Mythos: „Nach fünf Tagen ist das Virus bei geimpften Personen vollkommen von
Antikörpern ummantelt.“
(Zitat Katharina Reich, Sektionsleiterin für Public Health im Gesundheitsministerium, GECKO-Vorsitzende, PRESSE am 29.03.22)

Nach Auskunft des medizinischen Krisenstabs in Wien können sich nur 10% der erkrankten Personen am 5. Tag nach Absonderung freitesten, in den Tagen 6-9 sind es weitere 20%. Freitesten ist also bei 70% der erkrankten Personen erst ab dem 10. Tag möglich.

Hay et al.,14.01.22, Boucau et al. (02.03.22) und Luna-Muschi et al. (16.03.22) zeigen, dass rund 50% der infizierten Personen am fünften Tag nach Symptombeginn bzw. dem ersten positiven Test noch ansteckend sind. Die Studien mit Virusanzucht und PCR werden durch Studien mit Antigentests zum Freitesten bestätigt: Landon et al., (02.02.22), Nelson et al. (15.02.22), Lefferts et al. (25.02.22), Cosimi et al. (06.03.22), Earnest et al., (13.03.22), Raza et al., (17.03.22).

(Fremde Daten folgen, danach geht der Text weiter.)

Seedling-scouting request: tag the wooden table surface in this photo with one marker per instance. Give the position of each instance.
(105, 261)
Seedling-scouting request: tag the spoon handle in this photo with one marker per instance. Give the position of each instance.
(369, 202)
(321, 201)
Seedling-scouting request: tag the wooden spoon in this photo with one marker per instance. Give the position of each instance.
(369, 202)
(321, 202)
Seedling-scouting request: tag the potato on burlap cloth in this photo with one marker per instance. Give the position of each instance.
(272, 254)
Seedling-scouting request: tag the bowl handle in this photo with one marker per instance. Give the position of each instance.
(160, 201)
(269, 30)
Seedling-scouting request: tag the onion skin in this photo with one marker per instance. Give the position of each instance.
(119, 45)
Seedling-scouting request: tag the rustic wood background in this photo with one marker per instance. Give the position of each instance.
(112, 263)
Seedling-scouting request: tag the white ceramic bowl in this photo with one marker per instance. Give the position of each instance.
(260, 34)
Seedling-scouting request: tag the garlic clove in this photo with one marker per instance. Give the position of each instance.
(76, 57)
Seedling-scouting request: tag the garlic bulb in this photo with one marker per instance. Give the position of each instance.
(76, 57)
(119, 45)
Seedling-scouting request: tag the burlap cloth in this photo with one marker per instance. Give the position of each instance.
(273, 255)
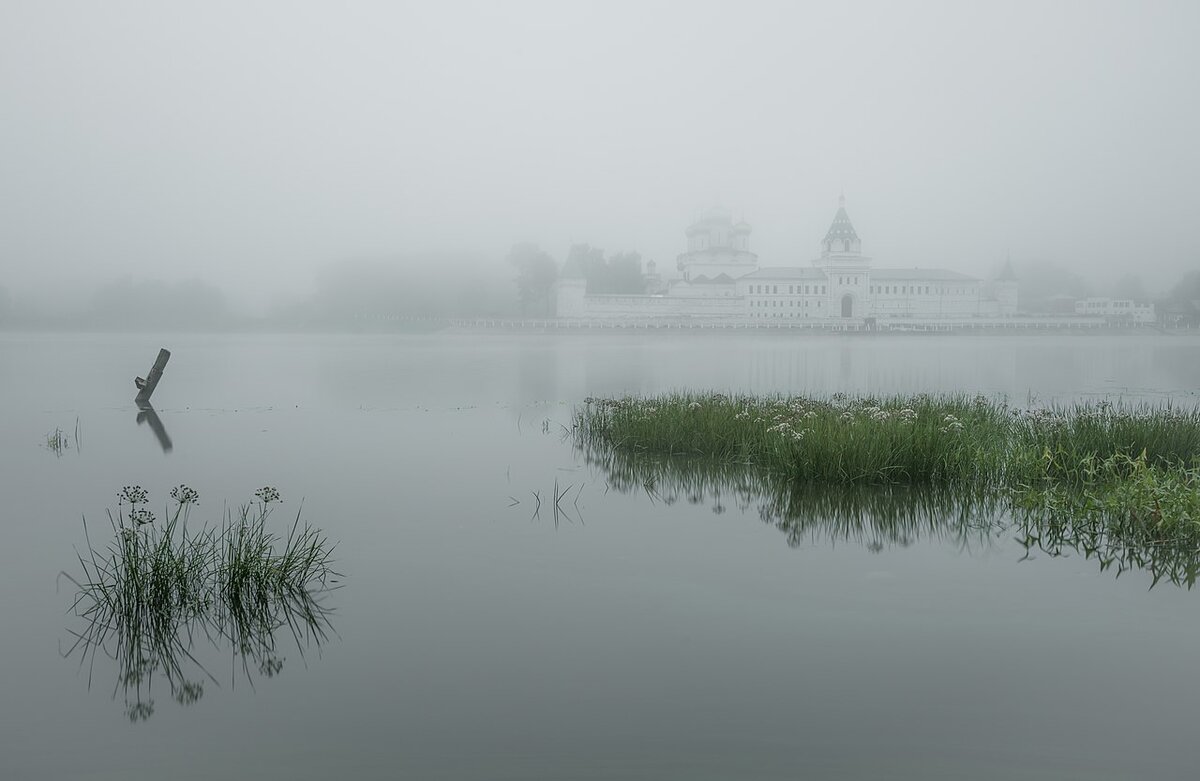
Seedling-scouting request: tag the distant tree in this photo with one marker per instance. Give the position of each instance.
(537, 272)
(619, 274)
(1188, 288)
(625, 272)
(1041, 283)
(1182, 305)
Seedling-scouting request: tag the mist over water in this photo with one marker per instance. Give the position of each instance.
(394, 248)
(250, 148)
(629, 631)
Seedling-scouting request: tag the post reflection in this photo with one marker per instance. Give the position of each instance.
(147, 414)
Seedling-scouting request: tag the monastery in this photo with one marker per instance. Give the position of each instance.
(721, 278)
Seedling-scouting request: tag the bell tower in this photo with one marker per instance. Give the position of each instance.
(846, 268)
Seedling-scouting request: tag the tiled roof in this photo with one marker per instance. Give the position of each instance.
(786, 272)
(933, 275)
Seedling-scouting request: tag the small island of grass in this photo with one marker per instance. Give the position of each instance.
(1116, 481)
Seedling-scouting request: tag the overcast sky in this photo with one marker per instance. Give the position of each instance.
(247, 143)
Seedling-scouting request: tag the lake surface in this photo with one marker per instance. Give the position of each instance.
(483, 636)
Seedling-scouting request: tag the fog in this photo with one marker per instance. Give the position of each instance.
(251, 146)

Laut RKI beginnt der Isolationszeitraum von Infizierten ab dem Tag des Symptombeginns, bei asymptomatischen Personen ab Tag der Abnahme des ersten positiven Tests. Problematisch werden die fünf Tage dann, wenn man ab Symptombeginn rechnet, weil dieser bei Geimpften früher beginnt:

Symptome sind oft Folge der Immunreaktion (nicht des Virus). Impfungen sorgen dafür, dass das Virus rasch erkannt wird, bevor das Virus anwachsen kann. Die rasche Immunantwort bewirkt die Unterdrückung des Virus für einen Tag oder länger, ehe es entweder eliminiert wird oder weiter anwachsen kann. Symptome treten also auf, bevor die infizierte Person ansteckend wird. Antigentests können daher in den ersten Tagen bei Symptomen negativ ausfallen.

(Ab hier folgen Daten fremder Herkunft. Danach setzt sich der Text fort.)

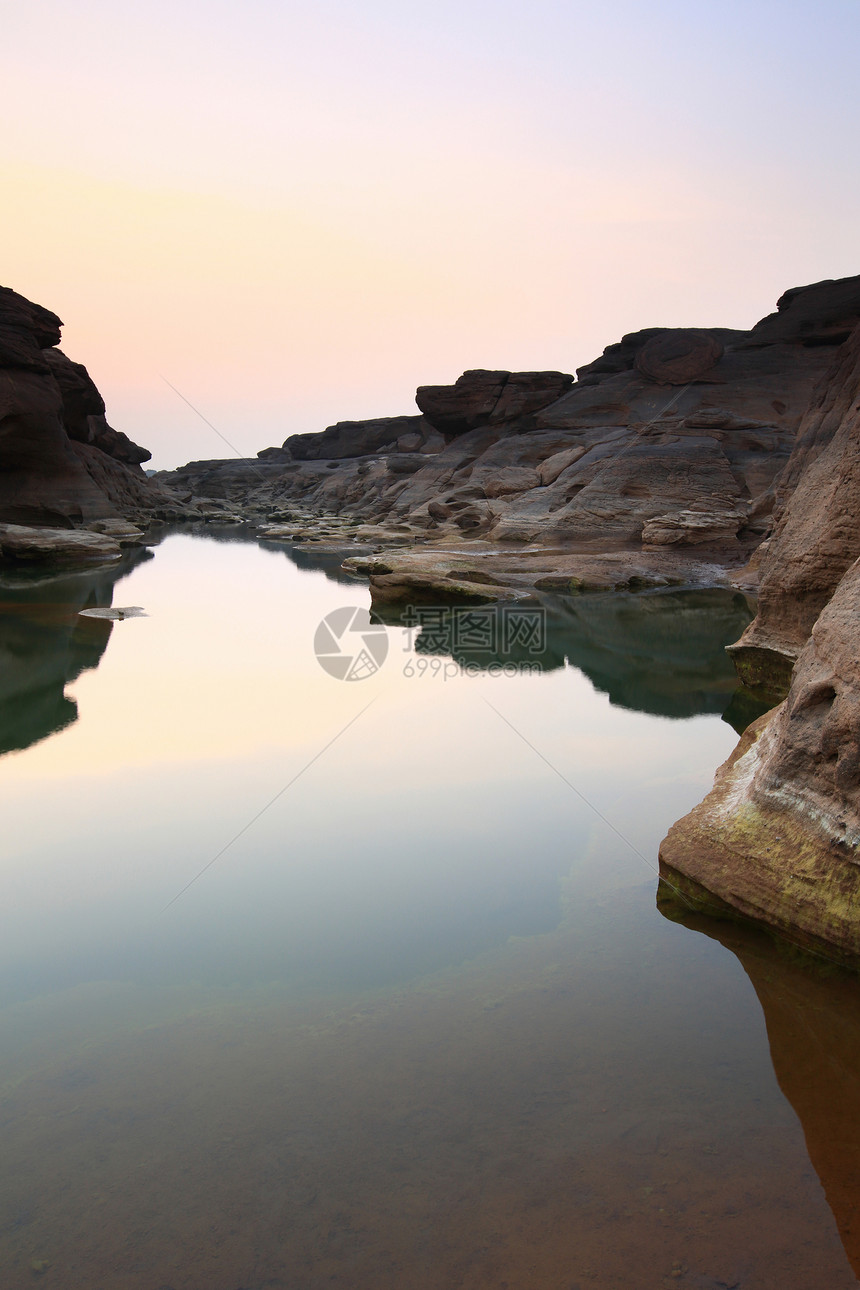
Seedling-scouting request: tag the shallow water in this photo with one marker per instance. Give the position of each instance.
(317, 983)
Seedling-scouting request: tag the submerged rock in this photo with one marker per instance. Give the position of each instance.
(61, 462)
(778, 839)
(57, 546)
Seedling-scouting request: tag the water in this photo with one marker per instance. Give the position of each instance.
(312, 983)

Für das Ende der Isolation stehen zwei Möglichkeiten zur Verfügung, die aber beide eine gute Abnahme- und Auswertungsqualität voraussetzen, und da hapert es eben:

Entweder ein PCR-Test und anhand der Entwicklung des CT-Werts lässt sich ablesen, ob die Viruslast sinkt oder steigt, oder Antigentests, die zeigen, wie lange man noch infektiös ist. Bei Antigentests gibt es jedoch große Qualitätsunterschiede, gerade mit neueren Virusvarianten, es hängt vom Abnahmeort (Nase, Rachen) und von der korrekten Abnahme ab (Heimtest fehleranfälliger als Abnahme durch geschultes Personal). Bei PCR-Tests hängt es vom Laborstandard ab, und ob PCR-Tests gepoolt werden und schwach positive Tests aussortiert werden.

Ideal ist daher im Prinzip beides, wenn es wiederholt zu Qualitätsproblemen bei PCR-Auswertungen kommt: Zum Freitesten PCR-Tests und CT-Werte beachten, gleichzeitig Antigentests zur Bestätigung.

Fünf Tage Isolation sind also virologisch zu wenig, aber auch medizinisch das falsche Signal: Eine Covid19-Infektion ist eine potentiell schwere Erkrankung mit signifikanten Langzeitfolgen. Richtig auskurieren ist daher sehr wichtig.